October 1, 2011 marked a major watershed in commercial banking, for on that date, the Durbin Amendment, one of the most ill-conceived reforms of the Dodd-Frank Act, went into effect. Senator Dick Durbin (D – Illinois) added his amendment into the act at the last moment without any Senate or House hearing. The reform he implemented will revolutionize retail banking, and for the worse. Stripped to its core, this convoluted provision orders the Federal Reserve Board to institute a set of maximum fees that large banks—defined as those whose assets exceed $10 billion—can charge to their debit-card customers. Prior to the Dodd-Frank Act, these fees averaged about $0.47 on the typical $35 purchase. Small banks can do business as they did before.
After much preliminary skirmishing, the Fed capped the permissible rate to about $0.24 for the typical transaction, thereby digging a $6.6 billion balance sheet hole for the large banks. Those banks now have to look elsewhere for their lost revenues. Bank of America has, according to New York Times reporters Ron Lieber and Ann Carrns, the "nerve" to impose a $5 monthly debit-card fee on most of its customers—except for those who maintain high bank balances. Other banks have imposed smaller fees between $3 and $4. Still others have stood pat for now.

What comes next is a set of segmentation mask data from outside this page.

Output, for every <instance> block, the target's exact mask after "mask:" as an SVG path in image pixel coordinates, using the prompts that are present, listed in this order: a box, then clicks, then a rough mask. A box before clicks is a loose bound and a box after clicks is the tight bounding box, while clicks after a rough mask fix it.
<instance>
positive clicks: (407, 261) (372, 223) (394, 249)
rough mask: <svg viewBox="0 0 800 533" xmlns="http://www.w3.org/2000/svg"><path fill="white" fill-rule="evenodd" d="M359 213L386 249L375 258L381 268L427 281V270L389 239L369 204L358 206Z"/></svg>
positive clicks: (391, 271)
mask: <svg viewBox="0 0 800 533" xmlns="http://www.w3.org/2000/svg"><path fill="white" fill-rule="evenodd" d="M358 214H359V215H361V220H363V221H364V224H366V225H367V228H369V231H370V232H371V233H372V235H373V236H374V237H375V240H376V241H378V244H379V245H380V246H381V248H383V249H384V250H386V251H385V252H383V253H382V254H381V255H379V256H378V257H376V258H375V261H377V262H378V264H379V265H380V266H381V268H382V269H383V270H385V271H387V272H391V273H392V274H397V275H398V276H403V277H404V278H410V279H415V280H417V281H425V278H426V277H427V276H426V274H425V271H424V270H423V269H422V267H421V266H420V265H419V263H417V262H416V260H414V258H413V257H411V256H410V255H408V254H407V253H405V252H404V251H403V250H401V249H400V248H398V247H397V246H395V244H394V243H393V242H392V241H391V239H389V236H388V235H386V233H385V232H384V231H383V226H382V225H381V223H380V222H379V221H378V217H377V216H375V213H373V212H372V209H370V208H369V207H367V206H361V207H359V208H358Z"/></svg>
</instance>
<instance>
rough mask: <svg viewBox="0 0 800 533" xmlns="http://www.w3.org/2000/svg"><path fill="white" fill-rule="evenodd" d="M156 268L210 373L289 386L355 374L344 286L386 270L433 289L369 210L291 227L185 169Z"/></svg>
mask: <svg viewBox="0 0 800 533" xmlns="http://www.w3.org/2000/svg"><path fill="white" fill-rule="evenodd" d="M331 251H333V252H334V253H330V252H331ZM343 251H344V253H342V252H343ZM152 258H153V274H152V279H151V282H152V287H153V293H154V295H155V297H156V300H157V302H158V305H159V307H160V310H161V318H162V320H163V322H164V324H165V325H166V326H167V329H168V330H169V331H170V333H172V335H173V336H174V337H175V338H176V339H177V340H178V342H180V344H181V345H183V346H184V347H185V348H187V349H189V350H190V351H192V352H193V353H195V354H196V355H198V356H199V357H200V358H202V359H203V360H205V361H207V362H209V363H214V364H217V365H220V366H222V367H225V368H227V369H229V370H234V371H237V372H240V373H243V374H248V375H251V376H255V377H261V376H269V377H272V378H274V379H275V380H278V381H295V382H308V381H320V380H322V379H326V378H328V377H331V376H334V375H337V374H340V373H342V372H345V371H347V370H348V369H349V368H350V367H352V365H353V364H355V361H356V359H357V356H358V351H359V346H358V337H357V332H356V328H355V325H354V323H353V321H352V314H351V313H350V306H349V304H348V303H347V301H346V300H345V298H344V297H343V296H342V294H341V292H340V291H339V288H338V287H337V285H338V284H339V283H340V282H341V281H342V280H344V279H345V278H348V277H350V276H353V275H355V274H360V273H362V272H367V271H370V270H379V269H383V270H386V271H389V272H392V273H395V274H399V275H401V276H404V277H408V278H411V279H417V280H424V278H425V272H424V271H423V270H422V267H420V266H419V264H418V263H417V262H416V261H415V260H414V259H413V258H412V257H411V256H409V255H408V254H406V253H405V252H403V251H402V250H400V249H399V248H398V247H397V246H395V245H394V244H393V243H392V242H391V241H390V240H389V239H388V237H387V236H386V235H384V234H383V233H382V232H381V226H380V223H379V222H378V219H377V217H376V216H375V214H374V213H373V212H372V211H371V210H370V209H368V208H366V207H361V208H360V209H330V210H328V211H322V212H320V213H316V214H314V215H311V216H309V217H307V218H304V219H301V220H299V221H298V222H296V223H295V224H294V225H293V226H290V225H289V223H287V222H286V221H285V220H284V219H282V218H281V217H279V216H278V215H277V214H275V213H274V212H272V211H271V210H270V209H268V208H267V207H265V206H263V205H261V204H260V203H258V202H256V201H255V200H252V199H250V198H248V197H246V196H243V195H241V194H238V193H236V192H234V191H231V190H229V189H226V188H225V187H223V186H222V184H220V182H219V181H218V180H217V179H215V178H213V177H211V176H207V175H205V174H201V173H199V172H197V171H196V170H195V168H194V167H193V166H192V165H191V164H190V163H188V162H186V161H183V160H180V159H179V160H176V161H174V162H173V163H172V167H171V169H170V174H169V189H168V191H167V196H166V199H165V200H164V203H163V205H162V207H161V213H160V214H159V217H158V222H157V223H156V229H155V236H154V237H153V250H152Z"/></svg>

Those fees turn out to be a big deal. Though Lieber and Carrns denounced the fees as a "tax on pretty much every customer without a healthy salary," they did not bother to point the finger at Senator Durbin for the tax. Lieber and Carrns urged customers to bank elsewhere. Given that threat, they may have to. As George Mason Law’s Todd Zywicki reports in the Wall Street Journal, small branches are closing, free checking accounts are evaporating, and marginal customers are being driven from the banking system to cash exchanges, pawn shops, and high-priced prepaid cards. There is no magic with price controls. They do for banking what they do everywhere else: create product shortages and spawn regulatory intrigue.